Иногда мы находили это самое Барбаньи и свой полк, а иногда не находили. Находили мы его главным образом по ошибке, потому что часовые сторожевого эскадрона стреляли в нас, когда мы приближались. Но чаще всего мы его не находили и просто ждали, кружа вокруг деревень по незнакомым дорогам, вдоль эвакуированных сел и опасного кустарника, когда взойдет день. Мы старались их избегать как только могли из-за немецких патрулей. Но надо ж нам было куда-нибудь деваться в ожидании утра. Всего избежать было невозможно. С тех пор я знаю, что должен испытывать заяц во время охоты.

Я бы с удовольствием бросил акулам майора Пенсона вместе с его жандармом, чтобы научить его, как себя надо вести в жизни, а вместе с ним и моего коня, чтобы он перестал страдать, потому что у этого долговязого мученика просто не было больше спины. Ему было очень больно; под седлом из ран величиной с две моих руки гной струйками бежал к копытам. И все-таки приходилось ехать на нем. От рыси его всего так и сводило.

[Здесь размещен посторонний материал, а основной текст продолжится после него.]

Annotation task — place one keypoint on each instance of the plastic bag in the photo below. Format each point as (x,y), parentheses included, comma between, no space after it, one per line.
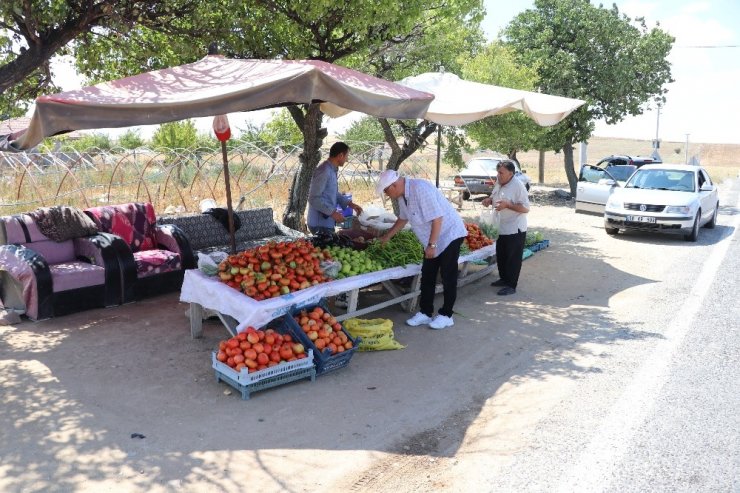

Генерал дез-Антрей в отведенном ему доме ждал обеда. Стол был накрыт, лампа на месте.

– Убирайтесь к чертовой матери, – объявил нам еще раз Пенсон, раскачивая свой фонарь под самым нашим носом. – Сейчас сядут за стол. Сколько раз мне вам повторять одно и то же! Уберется ли эта сволочь когда-нибудь!

Вот он даже какие слова орал. Он с таким бешенством посылал нас на смерть, что, обычно весь прозрачный, даже несколько розовел.

Иногда повар совал нам перед нашим отъездом кусок с генеральского стола. У него было слишком много еды, у генерала: по уставу полагалось сорок порций на него одного! А он уже был человеком немолодым, даже должен был скоро подавать в отставку. На ходу он сгибал колени и, должно быть, подкрашивал усы.